Chiropractic care provides a low-cost, nonsurgical alternative remedy for back pain, and it carries relatively few risks, which is why it’s appealing to the health-insurance industry. Almost no expenditure hits a health insurer’s coffers quite as hard as surgery, and of these procedures, back- and neck-related spinal operations are among the costliest and most common. In a given year, 1.2 million Americans undergo spinal surgery, with procedures for lower back pain costing $90 billion a year; roughly 200,000 are cervical procedures. In addition, back surgeries that don’t fix the initial condition are so common they’re now a condition of their own: Failed-back-surgery syndrome, or FBSS, is estimated to affect as many as 40 percent of those who undergo spinal procedures. Finally, back surgeries are among the most overprescribed operations, with one study finding that over three years, Medicare beneficiaries underwent more than 200,000 unnecessary back-related procedures.

Within this context, health insurers have made no secret of their desire to trim surgical spending, particularly as it relates to musculoskeletal conditions, which affect 124 million Americans over 18 — nearly half of all the nation’s adults. To insurers, chiropractic care is a cost-effective means of weeding out those who might actually need surgery and those whose pain can be addressed through more conservative, and cheaper, treatments. (Of course, insurers won’t shell out for indefinite crackings; most cover a finite number and cut patients off if they haven’t seen results within a few weeks.) In researching the major plans that offer chiropractic coverage, I found none that listed any limits on the kind of manipulation they covered — say, allowing lower-back adjustments but not neck manipulation. I suspect that’s a matter of practicality: If a vast swath of your plan’s members suffer from neck pain, they’ll be none too pleased if they try to use their chiro coverage and find that a whole section of their spine is off-limits.

After all of this reporting, I’ve concluded that whether to get your neck cracked is an individual decision, dependent on your own private cost-benefit analysis and your tolerance for risk. But I also know where I fall on that spectrum. I feel lucky that I opted against it, given how little I knew about the field at the time.

Two years ago, I underwent an anterior cervical discectomy and fusion, or ACDF — one of the most common operations conducted on the cervical spine.

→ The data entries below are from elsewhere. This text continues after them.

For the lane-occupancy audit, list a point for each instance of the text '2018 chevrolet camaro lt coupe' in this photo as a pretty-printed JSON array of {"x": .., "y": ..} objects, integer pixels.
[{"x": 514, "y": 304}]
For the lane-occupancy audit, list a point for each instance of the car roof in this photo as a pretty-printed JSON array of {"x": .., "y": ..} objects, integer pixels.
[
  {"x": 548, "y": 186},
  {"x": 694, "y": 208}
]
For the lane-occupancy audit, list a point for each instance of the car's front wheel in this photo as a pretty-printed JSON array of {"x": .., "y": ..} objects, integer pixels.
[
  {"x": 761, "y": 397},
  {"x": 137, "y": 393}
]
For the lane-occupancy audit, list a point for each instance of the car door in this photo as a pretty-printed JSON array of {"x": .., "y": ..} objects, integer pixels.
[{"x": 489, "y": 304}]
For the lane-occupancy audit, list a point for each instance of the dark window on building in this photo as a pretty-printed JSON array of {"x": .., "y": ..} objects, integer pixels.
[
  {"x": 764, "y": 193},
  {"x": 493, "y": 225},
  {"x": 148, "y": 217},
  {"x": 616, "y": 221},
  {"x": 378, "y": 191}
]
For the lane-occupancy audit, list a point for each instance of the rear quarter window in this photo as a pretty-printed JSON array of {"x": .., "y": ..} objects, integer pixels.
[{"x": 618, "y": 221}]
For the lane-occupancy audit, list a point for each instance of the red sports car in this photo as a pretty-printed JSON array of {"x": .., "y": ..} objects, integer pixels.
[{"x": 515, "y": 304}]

My neck had hurt for 20 years, I couldn’t stand it any longer, and so I saw an orthopedic surgeon. An MRI revealed that one of my cervical vertebrae had caught on the one above it, likely thanks to a long-ago car accident. The muscles and nerves surrounding them, and the disc squished between them, had been pinched and strained, resulting in chronic pain. More terrifyingly, my cervical spine had for decades been fundamentally unstable, no longer locked in place and thus no longer protecting my spinal cord. The surgeon flatly explained that further injury could result in paralysis, and I burst into tears. “Just don’t ride any roller coasters between now and the surgery,” he joked.

The operation went fine; now, I have a scar on my throat and a neck that only hurts because of screen time, not spinal torquing. But I think often of the desperate pre-surgery years. I bought a dozen orthopedic pillows. I microwaved my buckwheat neck wrap 9,000 times. I got massages and bought foam rollers and cervical stretchers. And I thought seriously about seeing a chiropractor because I was in agony, and the thought of walking out of that office as a regular person with a regular neck was so glorious it almost made me weep. I never did go, however, and I’m thankful I didn’t. For two decades, I’d had no tingling down the arms, no weakness in my hands, no nausea, no difficulty with balance — none of the telltale signs of pinched nerves or bulging discs. I’d had no idea of the dire situation inside my neck. And if I’d gone to see a chiropractor, they wouldn’t have had any idea, either.

This piece is not meant to serve as medical advice and is for informational purposes only. Readers should consult their doctor before undergoing medical treatment.